Five years ago, no one did the “no huddle.” This year, 14% of the plays run in an NFL game are “no huddle.”
The goal of the “no huddle” is to eliminate any extra time that comes between snaps. The teams that run “no huddle” work hard on their conditioning and pace. By eliminating wasted time between snaps and having a more fit team, they attempt to both tire the opposing team and prevent substitutions the defense might attempt to combat the weariness they experience by responding to the “no huddle.”
So, receivers are instructed to get the ball to the official so that he can put it in play faster. The offense sprints to the line of scrimmage to set back up. The play is called with single words or a hand signal. The pace of the game is sped up.
No wasted time. No wasted motion. Better use of a dear resource – time involved in moving the ball.
We did a study once where we examined saws to see how much actual time wood was in contact with a saw blade. The measurement was done on a productive saw. The results were a shock. The measurement was that about 50% of the time we were cutting and 50% of the time we were sitting around.
Time was eaten up with changeovers, moving lumber to and from the saw, unplanned bathroom breaks, lack of information – you name it. Lots of things.
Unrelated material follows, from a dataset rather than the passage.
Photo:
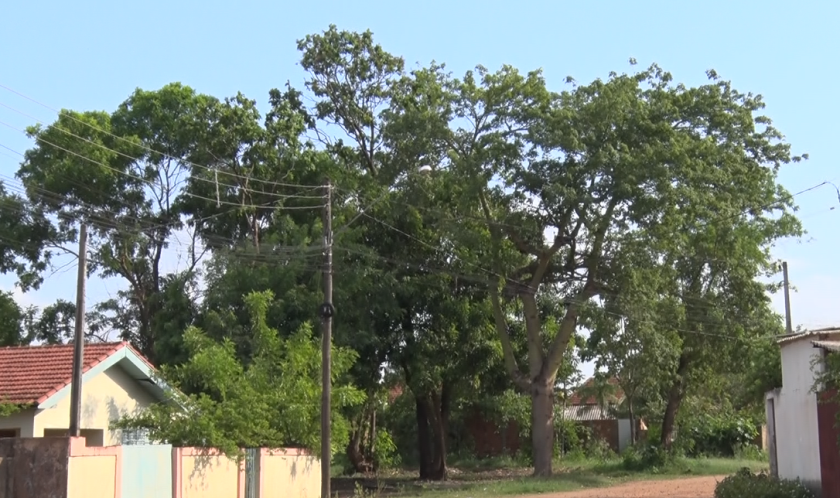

The “no huddle” studies how a team runs an offensive drive and sets about moving faster. Why do we trot instead of sprint? Why do we make the official chase down the ball? Why do we need to huddle each time to decide what we are going to do? Why do the titles of the plays need to be so complicated? What can we learn in advance to make this go faster? How can we prepare ourselves as players to be able to move at this faster pace? Will it give us an edge that sets us apart?
What does “lean” look like? A “no huddle” offense.